ケプラー7 (英: Kepler-7) は、こと座の方角の、NASAが太陽系外惑星探査を行う宇宙望遠鏡ケプラーの観測領域内に位置する恒星である。ケプラーによる発見が最初に公表された5つの系外惑星の内の1つの母星であり、太陽よりも大きく、金属量は太陽より少し多い。2010年1月4日、ケプラー7の周囲を公転する太陽系外惑星の存在は、アメリカ天文学会の会合で公表された[4][5]。
ケプラー7は、NASAが主導するトランジット法による地球型惑星の探査計画である、ケプラー計画によって発見された7番目の系外惑星系の母星であることから命名された[6]。ケプラー7の周りを公転する惑星は、ケプラーによって発見された4番目の惑星である。ケプラーが最初に検出した3つの惑星は、既に発見済みの惑星(TrES-2・HAT-P-7b・HAT-P-11b[7])で、ケプラーの観測精度を確認するための観測だった。ケプラー7bの発見は、2010年1月4日にワシントンD.C.で開催されたアメリカ天文学会 第215回会合(英語版)において、ケプラー4b、ケプラー5b、ケプラー6b、ケプラー8bと共に公表された[4][5]。
ケプラー7bの発見は、アメリカはハワイ州のケック第1望遠鏡、テキサス州のホビー・エバリー望遠鏡、ハーラン・J・スミス望遠鏡、カリフォルニア州のヘール望遠鏡、C・ドナルド・シェーン望遠鏡、アリゾナ州のフレッド・ローレンス・ウィップル天文台(英語版)、WIYN望遠鏡、MMT・ティリングハスト望遠鏡、そしてカナリア諸島の北欧光学望遠鏡の追観測によって確定した[4]。
ケプラー7の視等級は13で、地球から見るととても暗く、肉眼では見ることができない。太陽系からの距離は、およそ3,000光年と見積もられている[3]。
ケプラー7は太陽に似た恒星だが、質量は太陽の1.347倍と太陽より35%程度大きく、半径は太陽の1.843倍と太陽より84%程度大きい。年齢はおよそ35億年と見積もられ、約46億年の太陽より若い[8]。金属量は、基準となる鉄と水素の存在比で 0.11 dex であり、太陽と比べ3割程多いと推定される。系外惑星を持つ恒星の多くは金属量が多く、ケプラー7もそれと同じ傾向にある[9]。表面温度は 5,933 K で、太陽の 5,777 K[8] と比べてやや高温である。
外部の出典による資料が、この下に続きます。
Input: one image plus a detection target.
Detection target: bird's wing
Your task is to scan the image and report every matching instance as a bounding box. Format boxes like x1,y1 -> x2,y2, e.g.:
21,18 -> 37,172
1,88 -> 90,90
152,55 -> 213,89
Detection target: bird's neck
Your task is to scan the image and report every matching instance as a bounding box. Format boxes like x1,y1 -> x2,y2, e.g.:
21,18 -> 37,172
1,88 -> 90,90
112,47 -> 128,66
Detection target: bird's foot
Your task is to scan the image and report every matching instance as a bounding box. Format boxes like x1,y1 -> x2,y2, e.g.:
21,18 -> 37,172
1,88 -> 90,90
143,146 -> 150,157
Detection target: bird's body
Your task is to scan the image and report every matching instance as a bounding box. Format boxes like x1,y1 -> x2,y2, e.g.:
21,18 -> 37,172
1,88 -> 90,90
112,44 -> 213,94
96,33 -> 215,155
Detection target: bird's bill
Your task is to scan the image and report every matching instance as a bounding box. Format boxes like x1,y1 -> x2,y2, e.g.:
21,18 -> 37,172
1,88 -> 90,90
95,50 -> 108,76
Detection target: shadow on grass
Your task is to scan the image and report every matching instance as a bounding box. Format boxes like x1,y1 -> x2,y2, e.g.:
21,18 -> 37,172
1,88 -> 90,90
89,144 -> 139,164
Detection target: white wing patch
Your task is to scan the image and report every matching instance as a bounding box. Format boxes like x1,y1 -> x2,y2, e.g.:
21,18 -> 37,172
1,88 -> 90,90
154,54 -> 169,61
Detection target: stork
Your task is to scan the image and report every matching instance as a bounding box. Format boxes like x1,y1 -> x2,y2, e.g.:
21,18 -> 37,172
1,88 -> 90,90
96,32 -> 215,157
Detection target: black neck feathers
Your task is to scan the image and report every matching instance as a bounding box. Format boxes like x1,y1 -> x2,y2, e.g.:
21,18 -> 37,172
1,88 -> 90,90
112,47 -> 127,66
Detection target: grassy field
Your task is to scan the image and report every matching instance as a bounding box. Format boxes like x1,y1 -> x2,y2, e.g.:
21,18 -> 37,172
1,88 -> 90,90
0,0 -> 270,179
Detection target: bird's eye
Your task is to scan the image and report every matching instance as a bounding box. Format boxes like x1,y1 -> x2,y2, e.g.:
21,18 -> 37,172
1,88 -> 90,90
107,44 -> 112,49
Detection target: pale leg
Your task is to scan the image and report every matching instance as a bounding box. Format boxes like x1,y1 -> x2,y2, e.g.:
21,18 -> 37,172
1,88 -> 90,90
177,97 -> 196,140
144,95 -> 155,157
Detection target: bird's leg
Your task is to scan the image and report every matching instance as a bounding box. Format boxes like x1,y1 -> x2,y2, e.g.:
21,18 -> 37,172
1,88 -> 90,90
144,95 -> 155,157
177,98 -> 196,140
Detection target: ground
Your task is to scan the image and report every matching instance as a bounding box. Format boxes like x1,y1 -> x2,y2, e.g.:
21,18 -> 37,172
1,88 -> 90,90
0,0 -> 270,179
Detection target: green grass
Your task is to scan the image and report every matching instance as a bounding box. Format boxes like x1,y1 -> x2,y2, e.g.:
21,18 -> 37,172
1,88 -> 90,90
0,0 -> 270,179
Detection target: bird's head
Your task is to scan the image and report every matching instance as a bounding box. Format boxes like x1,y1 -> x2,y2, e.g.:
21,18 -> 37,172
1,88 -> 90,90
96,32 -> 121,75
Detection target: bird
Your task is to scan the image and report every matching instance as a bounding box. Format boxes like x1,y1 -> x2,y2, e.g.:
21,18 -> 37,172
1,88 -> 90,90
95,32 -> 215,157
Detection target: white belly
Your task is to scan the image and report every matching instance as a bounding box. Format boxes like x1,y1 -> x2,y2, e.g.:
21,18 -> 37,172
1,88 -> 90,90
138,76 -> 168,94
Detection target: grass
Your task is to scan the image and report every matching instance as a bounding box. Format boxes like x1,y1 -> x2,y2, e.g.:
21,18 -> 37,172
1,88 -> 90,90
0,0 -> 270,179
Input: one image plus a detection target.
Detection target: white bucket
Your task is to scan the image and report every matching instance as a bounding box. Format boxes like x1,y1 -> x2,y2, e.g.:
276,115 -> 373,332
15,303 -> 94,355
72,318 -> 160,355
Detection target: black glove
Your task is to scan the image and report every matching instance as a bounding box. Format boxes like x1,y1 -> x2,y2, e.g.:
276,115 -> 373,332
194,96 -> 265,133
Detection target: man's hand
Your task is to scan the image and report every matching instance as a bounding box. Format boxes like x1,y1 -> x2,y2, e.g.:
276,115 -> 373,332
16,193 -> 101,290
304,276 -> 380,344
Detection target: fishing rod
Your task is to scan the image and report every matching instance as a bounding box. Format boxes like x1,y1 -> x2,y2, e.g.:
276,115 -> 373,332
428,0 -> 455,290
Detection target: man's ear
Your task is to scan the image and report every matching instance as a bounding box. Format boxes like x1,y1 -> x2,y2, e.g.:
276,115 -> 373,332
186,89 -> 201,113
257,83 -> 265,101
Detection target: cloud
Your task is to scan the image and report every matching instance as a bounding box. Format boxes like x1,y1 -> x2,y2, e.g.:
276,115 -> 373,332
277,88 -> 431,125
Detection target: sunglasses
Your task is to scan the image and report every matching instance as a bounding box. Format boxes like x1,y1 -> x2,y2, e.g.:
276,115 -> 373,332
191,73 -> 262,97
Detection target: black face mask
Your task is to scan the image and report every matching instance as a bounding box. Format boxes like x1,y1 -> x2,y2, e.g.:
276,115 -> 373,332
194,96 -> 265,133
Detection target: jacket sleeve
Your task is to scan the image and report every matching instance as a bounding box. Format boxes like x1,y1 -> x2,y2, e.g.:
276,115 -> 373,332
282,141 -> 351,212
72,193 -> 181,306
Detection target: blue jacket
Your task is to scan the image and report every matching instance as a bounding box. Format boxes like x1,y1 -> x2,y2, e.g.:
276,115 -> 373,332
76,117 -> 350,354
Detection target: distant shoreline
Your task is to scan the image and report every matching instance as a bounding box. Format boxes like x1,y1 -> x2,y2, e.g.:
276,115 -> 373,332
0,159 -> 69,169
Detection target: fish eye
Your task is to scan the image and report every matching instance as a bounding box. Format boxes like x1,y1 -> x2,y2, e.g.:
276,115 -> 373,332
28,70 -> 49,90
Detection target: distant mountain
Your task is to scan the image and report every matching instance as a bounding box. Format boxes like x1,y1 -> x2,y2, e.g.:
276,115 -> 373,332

ケプラー7bは、ケプラー7の周囲で発見されている唯一の惑星である。質量は、木星の0.441倍、半径は木星の1.622倍と推定されており、体積は木星の4倍以上であるが、木星の44%の質量しかないことになる[10]。密度は0.14 g/cm3で、水の1/7しかなく、発泡スチロール並みである[5]。母星からの距離は 0.06067 au で、公転周期は4.885日である[10]。水星の太陽からの距離は 0.3871 au、公転周期は87.97日であるのに比べると、ケプラー7bはずっと母星に近く、公転周期も短い[11]。軌道の推定において、離心率は0、つまり円軌道であることが仮定されている[2]。